That’s smart

Close-up of a hard disk head resting on a disk...

Image via Wikipedia

S.M.A.R.T.

Self-Monitoring, Analysis and Reporting Technology[1] is a useful set of heuristics that are supposed to provide an advanced warnings of possible drive failures. With modern Hard Drives in modern Operating Systems, early SMART errors cause the filesystem to drop into read-only mode.

What I’ve learnt today

During normal computer usage, when the first indicators of drive failure start to crop up, performance degradation is usually the first indicator as the hardware itself tries to compensate and work around problems. A few errors is usually not an issue, and it is expected that all drives are not as reliable as we might hope.
However, as errors build up, and the drive runs out of preventative measures and eventually fails. With SMART, when the first non-fatal errors start occurring, warning start being flagged.
This triggers the operating system to drop filesystems on the drive to move into read-only mode, the user starts finding out when write()s fail and applications start to throw up errors.

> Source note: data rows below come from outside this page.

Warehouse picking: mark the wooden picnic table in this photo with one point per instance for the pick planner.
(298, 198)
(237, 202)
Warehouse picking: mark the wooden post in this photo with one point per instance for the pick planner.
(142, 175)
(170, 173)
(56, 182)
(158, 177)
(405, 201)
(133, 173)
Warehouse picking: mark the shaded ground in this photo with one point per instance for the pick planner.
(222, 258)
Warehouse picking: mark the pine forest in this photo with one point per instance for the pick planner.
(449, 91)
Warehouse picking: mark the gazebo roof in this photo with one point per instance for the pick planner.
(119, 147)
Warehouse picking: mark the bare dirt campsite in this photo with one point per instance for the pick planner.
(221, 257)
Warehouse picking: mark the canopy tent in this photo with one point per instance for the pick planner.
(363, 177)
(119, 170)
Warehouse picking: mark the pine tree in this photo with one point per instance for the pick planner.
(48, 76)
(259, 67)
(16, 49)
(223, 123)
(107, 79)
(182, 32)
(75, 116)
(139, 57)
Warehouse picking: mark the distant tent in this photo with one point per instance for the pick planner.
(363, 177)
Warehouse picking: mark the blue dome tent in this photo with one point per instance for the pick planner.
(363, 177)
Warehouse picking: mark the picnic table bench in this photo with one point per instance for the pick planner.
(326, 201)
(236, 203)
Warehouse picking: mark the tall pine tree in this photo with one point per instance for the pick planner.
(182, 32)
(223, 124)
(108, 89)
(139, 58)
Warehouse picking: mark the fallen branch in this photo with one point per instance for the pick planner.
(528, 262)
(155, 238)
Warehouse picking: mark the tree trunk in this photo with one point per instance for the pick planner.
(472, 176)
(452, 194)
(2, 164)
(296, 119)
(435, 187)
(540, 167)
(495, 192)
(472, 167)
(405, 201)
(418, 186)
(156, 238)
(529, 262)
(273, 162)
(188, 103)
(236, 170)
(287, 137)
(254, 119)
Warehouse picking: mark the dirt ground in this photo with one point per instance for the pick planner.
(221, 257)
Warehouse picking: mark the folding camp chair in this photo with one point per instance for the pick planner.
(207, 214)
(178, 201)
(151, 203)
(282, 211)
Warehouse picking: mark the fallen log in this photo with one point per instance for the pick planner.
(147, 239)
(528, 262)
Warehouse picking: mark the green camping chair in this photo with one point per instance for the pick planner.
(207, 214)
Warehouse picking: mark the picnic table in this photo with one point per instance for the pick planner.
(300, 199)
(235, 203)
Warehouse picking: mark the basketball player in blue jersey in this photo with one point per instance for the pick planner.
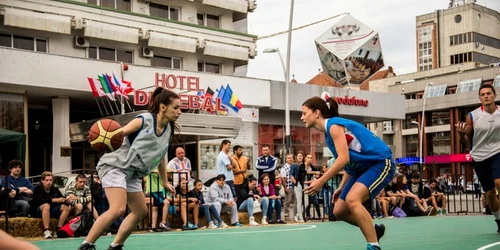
(144, 149)
(482, 128)
(366, 160)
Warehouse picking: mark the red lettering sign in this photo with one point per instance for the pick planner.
(352, 101)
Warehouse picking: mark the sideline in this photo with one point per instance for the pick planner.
(488, 246)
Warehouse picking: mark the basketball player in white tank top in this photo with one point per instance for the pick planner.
(482, 128)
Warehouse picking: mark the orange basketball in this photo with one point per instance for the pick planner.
(106, 135)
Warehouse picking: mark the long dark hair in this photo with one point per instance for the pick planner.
(165, 97)
(328, 108)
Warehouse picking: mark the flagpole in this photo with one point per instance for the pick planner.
(121, 97)
(104, 105)
(98, 106)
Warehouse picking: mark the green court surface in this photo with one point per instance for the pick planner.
(445, 232)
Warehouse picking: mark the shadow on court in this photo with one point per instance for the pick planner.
(429, 233)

In my LVM[2] setup, any LVs with extents on the failed drive goes into read-only mode and the recommended course of action is to check status of relevant mirrors, and start to pvmove extents onto drives with free extents. I admire the design of this clever algorithm[3].

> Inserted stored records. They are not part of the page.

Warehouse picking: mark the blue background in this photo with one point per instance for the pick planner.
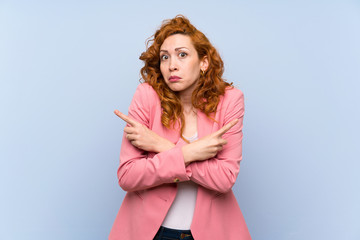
(66, 65)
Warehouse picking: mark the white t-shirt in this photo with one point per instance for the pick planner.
(182, 209)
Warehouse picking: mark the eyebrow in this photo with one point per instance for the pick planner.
(176, 49)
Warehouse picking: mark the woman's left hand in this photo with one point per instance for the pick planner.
(142, 137)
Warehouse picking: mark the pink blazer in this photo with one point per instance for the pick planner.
(149, 178)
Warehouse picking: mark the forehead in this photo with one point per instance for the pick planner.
(177, 41)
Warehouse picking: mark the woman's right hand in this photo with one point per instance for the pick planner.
(208, 146)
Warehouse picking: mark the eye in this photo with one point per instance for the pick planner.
(163, 57)
(183, 54)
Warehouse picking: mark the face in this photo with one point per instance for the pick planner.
(180, 64)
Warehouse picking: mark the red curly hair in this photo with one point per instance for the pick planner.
(210, 86)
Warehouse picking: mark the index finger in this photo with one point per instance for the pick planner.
(227, 127)
(125, 118)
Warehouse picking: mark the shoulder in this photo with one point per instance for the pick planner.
(233, 96)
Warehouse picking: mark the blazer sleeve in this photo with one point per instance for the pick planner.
(139, 169)
(220, 173)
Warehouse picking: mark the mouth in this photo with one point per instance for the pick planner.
(174, 79)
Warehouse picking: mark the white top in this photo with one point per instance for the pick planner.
(182, 209)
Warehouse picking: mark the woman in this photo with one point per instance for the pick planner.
(182, 146)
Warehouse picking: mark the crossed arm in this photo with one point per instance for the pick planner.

If you catch the SMART status flags early, then pvmove is generally a safe thing to do. If not, then you need to start looking at backups.

Foreseeable problems

1/. You’ve committed all LV extents and you have no free (or not enough) extents on undamaged disks, pvmove won’t start because it knows that it cannot finish.
Add more PVs, or shrink some LVs (remembering to shrink the filesystems first) to resolve the issue.
2/. pvmove won’t help, read()s don’t even work any more. You’ve lost data, go find your backups, or use LVM mirrors.

LVM Mirrors: setup, failure and recovery

lvcreate volgroup -n newLV -10G (1)
lvconvert -m1 /dev/volgroup/newLV (2)

(1) creating a 10 gigabyte, linear LV.
(2) start up a mirror of the LV. LVM will not place mirrored extents on the same drive.
The -m flag can also be used during lvcreate to do this in one step. The number specifies how many mirrors there will be in addition to the master linear volume.

If one side of the mirror fails (I/O errors, disk death, drive removal etc), LVM converts the volume to a linear drive and read()/write() operations can continue to work.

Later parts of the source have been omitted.